The Black Death of the fourteenth century was one of the worst disasters ever to hit Europe: it wiped out up to one-third of the continent’s population.
Probably among the few people who could find a silver lining in that sort of catastrophe are economic historians, whose reasoning is as follows: the death toll led to labour shortages; the shortages pushed up wages; the higher wages prompted employers to substitute machines for labour power; the demand for labour-saving machines acted as a stimulus to innovation and invention; and subsequent technological advances paved the way for the Industrial Revolution.

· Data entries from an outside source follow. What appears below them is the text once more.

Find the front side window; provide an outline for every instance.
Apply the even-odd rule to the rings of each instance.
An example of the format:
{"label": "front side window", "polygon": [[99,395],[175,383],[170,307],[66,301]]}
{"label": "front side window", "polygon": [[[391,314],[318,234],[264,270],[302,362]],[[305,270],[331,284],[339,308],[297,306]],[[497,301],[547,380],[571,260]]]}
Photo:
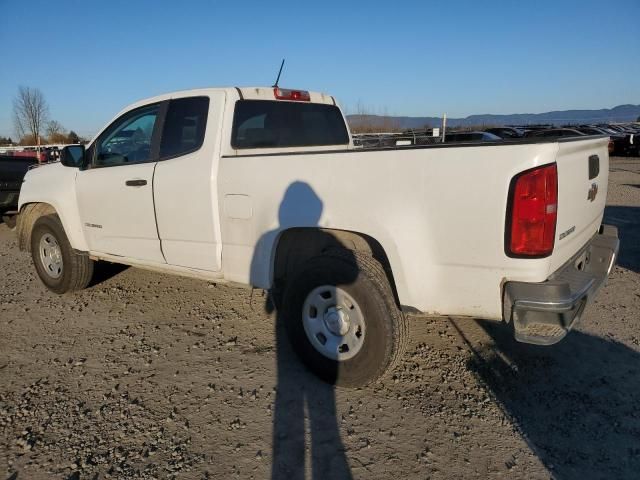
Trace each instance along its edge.
{"label": "front side window", "polygon": [[347,145],[349,134],[335,105],[240,100],[233,116],[233,148]]}
{"label": "front side window", "polygon": [[207,129],[209,97],[171,100],[160,141],[160,159],[195,152]]}
{"label": "front side window", "polygon": [[116,120],[97,142],[94,166],[148,162],[158,110],[159,105],[149,105]]}

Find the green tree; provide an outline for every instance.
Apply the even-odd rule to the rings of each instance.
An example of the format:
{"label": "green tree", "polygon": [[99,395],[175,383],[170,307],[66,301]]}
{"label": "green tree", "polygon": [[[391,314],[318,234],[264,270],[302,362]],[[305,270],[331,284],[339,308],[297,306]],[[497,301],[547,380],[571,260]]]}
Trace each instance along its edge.
{"label": "green tree", "polygon": [[13,99],[13,126],[21,142],[28,136],[40,145],[48,118],[49,106],[42,92],[37,88],[19,87]]}

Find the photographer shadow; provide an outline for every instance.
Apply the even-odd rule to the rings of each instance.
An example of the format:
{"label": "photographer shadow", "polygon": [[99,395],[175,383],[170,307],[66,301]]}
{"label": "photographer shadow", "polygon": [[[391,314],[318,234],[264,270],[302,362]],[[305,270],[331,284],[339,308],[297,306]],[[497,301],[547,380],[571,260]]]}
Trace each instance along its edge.
{"label": "photographer shadow", "polygon": [[[265,233],[257,242],[251,262],[251,283],[258,284],[260,269],[269,262],[269,252],[277,236],[289,226],[319,228],[323,203],[310,185],[304,182],[290,184],[278,210],[278,227]],[[326,243],[336,243],[329,234],[315,230],[315,235],[327,235]],[[331,242],[330,240],[333,240]],[[355,278],[343,278],[349,283]],[[274,480],[351,479],[345,447],[338,425],[335,386],[338,371],[326,372],[327,382],[318,379],[302,366],[292,348],[285,325],[279,293],[270,292],[264,308],[275,310],[275,342],[277,386],[273,411],[272,468]],[[276,308],[276,306],[278,308]],[[301,312],[302,313],[302,312]],[[302,320],[301,320],[302,321]],[[333,381],[332,381],[333,380]],[[306,458],[309,457],[309,465]]]}

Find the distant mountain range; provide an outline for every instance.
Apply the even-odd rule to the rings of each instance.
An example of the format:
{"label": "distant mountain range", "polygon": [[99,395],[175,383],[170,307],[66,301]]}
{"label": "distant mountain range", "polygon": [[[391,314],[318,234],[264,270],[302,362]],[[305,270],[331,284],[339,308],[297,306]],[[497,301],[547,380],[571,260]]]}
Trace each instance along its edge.
{"label": "distant mountain range", "polygon": [[[465,118],[447,118],[447,126],[497,126],[532,124],[581,124],[633,122],[640,117],[640,105],[618,105],[601,110],[560,110],[546,113],[515,113],[510,115],[471,115]],[[391,117],[380,115],[348,115],[347,120],[353,127],[357,125],[379,126],[386,128],[423,128],[440,126],[439,117]]]}

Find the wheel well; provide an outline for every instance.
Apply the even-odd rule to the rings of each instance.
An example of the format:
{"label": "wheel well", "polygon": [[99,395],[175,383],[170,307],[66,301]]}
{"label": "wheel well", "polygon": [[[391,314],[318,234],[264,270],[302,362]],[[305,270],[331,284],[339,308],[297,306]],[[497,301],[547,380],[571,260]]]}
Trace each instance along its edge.
{"label": "wheel well", "polygon": [[18,235],[18,248],[31,252],[31,232],[33,225],[44,215],[55,214],[56,209],[48,203],[28,203],[23,205],[18,215],[16,232]]}
{"label": "wheel well", "polygon": [[396,304],[400,306],[391,264],[382,245],[373,237],[347,230],[292,228],[280,235],[273,260],[273,285],[276,289],[298,266],[331,248],[343,248],[370,255],[387,275]]}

This example may be extreme, but it highlights an important point: higher wages are not necessarily bad for business (long-term). Conversely, when employers can rely on low wages and poor working conditions to maintain profitability and competitiveness, it may work okay for the employer in the short term, but they have little incentive to be technologically enterprising and boost the productive base of the economy.
The economic success of countries like Finland and Switzerland – regularly reckoned among the most competitive in the world – has certainly not been built on low wages. Indeed, researcher Ben Selwyn makes the case that the success of trade unions in improving the lot of their members has acted as an active motor force to economic development across Latin America, Africa and Asia.
And yet the low(er) wage route looks like the direction our neighbour the UK is heading in the wake of its Brexit vote. As it seeks to negotiate separate trade and investment deals with other countries it may no longer be able to offer potential foreign investors the carrot of access to the EU market. Instead, it might well seek to compete, at least so long as the Tories are in charge, by further debasing its wages and working conditions (and tax levels).
For Irish agribusiness especially, as economist Kevin O’Rourke has noted, Brexit could be very damaging: the UK might not only open its markets to cheap products from other food-producing countries, it could relax environmental standards (chlorinating chickens is an obvious example) and thus put Irish exporters to the UK market at a further disadvantage (the weakness of sterling already poses problems for them).
But the wider point is that reliance on low wages and poor working conditions (while much loved by individual employers) is not a recipe for broad-based economic success, as the UK will likely discover. It can seek to cut its wage costs and social protections ever more deeply, but the fact that it is competing with low-cost businesses from poorer countries means that the model is ultimately unsustainable.
That sustainability lesson is one even Michael O’Leary may yet be obliged to take to heart. The Ryanair debacle of cancelled flights has shown that, even for an individual company, paying higher wages, offering secure contracts, and treating workers decently (pilots especially in this case) is actually good for business.
For those of us who were never enamored of O’Leary’s pronouncements vis-à-vis, for example, Dublin’s striking Luas drivers (“I would have sacked the whole lot of them”), there is some satisfaction in watching skilled workers have him, in effect, over a barrel.
Yes, Ryanair passengers will ultimately pay more for their flights. But I suspect most people would be okay about paying a few quid extra if it meant better guarantees of service (most importantly, that the flight will actually take off) and some reassurance that their cheap travel was not built on the backs of severe worker exploitation. (That it is also built on the back of global warming probably does not fully enter the calculations of most travelers to date – myself included, I guiltily confess.)
The point about wages has broader applicability to the Irish economy as a whole: the Irish Business and Employers Confederation continues to claim that wage rises threaten employment levels, but more nuanced understandings of the economy’s competitiveness lay at least much stress on factors such as escalating property prices (themselves only partly driven by wage costs) and infrastructure such as broadband (or the lack of it).
We do not have to wish the Black Death on Irish business in the hopes of boosting our long-term economic prospects. But improved wages and working conditions in Ryanair (where O’Leary probably regards trade unions as the equivalent of the Black Death) would be a step in the right direction.